Roberto Brant*
Em um tempo em que as religiões tem sido um instrumento na politica para alimentar o odio e separar as pessoas, o Papa Francisco parece um personagem de um outro mundo. Sua coragem de trazer o cristianismo para a vida presente e para os homens reais, ao lado da sua insistência em convocar o que resta de inocência na condição humana, quase me levam a acreditar que ele recebe uma inspiração do sagrado, por mais que a idade tenha me tornado mais cético e mais descrente.
Na semana que passou, falando a jovens de uma fraternidade cristã, ele expressou dois pensamentos que deveriam provocar reflexão não apenas em quem compartilha um sentimento religioso de qualquer natureza, mas em todas as pessoas de boa vontade, nesta quadra de tanto sofrimento e tanta loucura na vida politica de muitas nações. O que se passa no Brasil de hoje, nos Estados Unidos e em tantas outras democracias, com a exaltação dos antagonismos, a volta da violência na politica e a sedução do autoritarismo, aponta para um futuro proximo em que o que ha de melhor na civilização humana pode perfeitamente desaparecer.

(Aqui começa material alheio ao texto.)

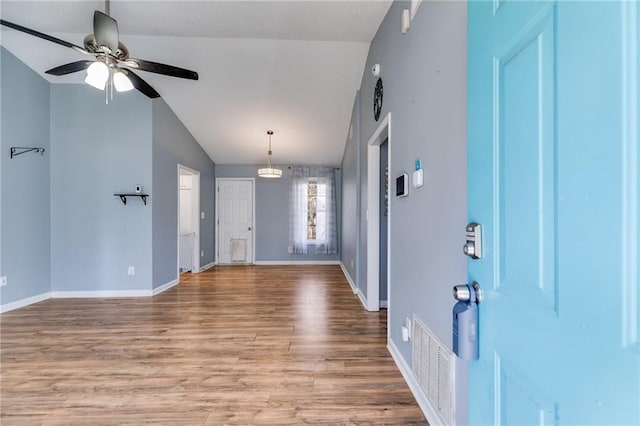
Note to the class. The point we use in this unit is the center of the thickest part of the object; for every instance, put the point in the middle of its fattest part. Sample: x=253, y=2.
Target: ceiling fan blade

A primeira palavra de Francisco é uma senha para um mundo novo, tão diverso daquele que estamos vivendo: “a politica é acima de tudo a arte do encontro”. Encontro significa aceitar os outros e suas diferenças e não levar a luta politica às ultimas consequências. Nas democracias nenhuma vitoria politica é definitiva, nenhum poder é absoluto e a politica não controla a totalidade da vida. Nelas não ha derrota final porque não existe vitoria final. Onde o poder é absoluto e a politica esta presente em tudo não ha sequer lugar para a luta politica. Por isto, onde a luta politica é possivel não podemos permitir que ela propria destrua o ambiente de liberdade e de cooperação, que é o unico em que ela pode existir e que chegou até nos pelo sacrificio e o mérito dos que viveram antes de nos.

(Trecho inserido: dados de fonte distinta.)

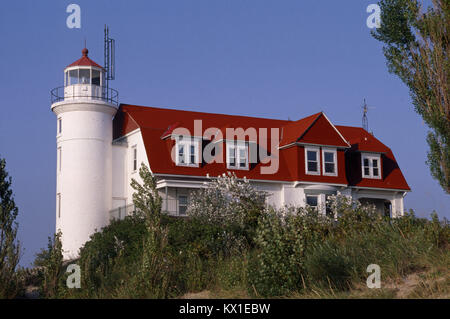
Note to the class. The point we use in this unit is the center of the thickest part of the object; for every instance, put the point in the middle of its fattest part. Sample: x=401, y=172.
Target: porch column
x=167, y=199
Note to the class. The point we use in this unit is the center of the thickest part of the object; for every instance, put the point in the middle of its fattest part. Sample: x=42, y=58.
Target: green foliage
x=9, y=246
x=230, y=204
x=118, y=245
x=416, y=47
x=50, y=263
x=278, y=266
x=152, y=255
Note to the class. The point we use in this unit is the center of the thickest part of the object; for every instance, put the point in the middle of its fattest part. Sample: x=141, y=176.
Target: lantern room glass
x=83, y=76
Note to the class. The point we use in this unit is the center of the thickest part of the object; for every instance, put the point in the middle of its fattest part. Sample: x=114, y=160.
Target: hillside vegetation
x=233, y=246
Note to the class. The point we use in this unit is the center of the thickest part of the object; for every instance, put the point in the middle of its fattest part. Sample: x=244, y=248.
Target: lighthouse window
x=58, y=204
x=85, y=76
x=134, y=158
x=95, y=77
x=59, y=125
x=73, y=77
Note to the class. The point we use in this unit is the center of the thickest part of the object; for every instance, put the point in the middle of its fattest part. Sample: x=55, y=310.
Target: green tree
x=416, y=47
x=51, y=263
x=9, y=246
x=154, y=271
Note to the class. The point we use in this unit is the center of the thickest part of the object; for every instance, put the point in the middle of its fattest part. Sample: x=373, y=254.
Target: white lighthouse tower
x=84, y=107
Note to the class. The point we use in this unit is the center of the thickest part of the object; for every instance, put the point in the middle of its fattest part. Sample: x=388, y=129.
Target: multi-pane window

Toda sociedade convive com duas forças divergentes: os instintos de competição e de cooperação. A luta pela conquista do poder é natural em todos os grupos humanos, mas so conseguem prosperar aqueles nos quais a politica organiza a competição social de um modo que as forças da cooperação não sejam neutralizadas ou enfraquecidas. Quando a politica deixa de cumprir este papel, a luta pelo poder torna-se um fim em si mesma e os recursos e energias da sociedade deixam de ser aproveitados para o progresso de todos.
Esta é tipicamente a situação em que nos encontramos. Nosso sistema politico tem sido incapaz de criar e prover os canais de dialogo nos quais os diferentes grupos da sociedade possam articular suas visões do mundo e seus interesses legitimos. O resultado é que a luta pelo poder acaba se resumindo numa disputa de personalidades, ao invés de ser uma reflexão sobre os imensos desafios que o pais tem diante de si. Não se pode esquecer que o Brasil é o unico pais do mundo que é rico, enquanto sua população é quase toda pobre, ou muito pobre. E que em 2022 nossa renda por habitante é 8% menor do que era em 2013. Além de pobres não crescemos mais, porque escolhemos a politica como desencontro.
A outra palavra forte de Francisco é que precisamos confrontar nossas ideias com a profundidade da realidade, pois a realidade é mais importante do que as ideias e não podemos fazer politica com ideologia. A experiência da historia ja demonstrou que as ideologias, todas elas, são versões ficticias do mundo real, construidas de proposito para manipular as pessoas, com finalidade politica.
Nosso destino neste momento esta atrelado a visões ideologicas, que deixam de fora da competição politica todos os problemas que precisam ser enfrentados e todas as duras soluções que precisam ser adotadas. O resultado das eleições nestas circunstâncias corre o risco de ser uma mera vitoria de uma irrelevância sobre outra, de uma falsidade sobre outra.
Resta a esperança de que a visão redentora de Papa Francisco, por um milagre, caia sobre nos, pois muito pouco podemos esperar da sabedoria dos homens da terra.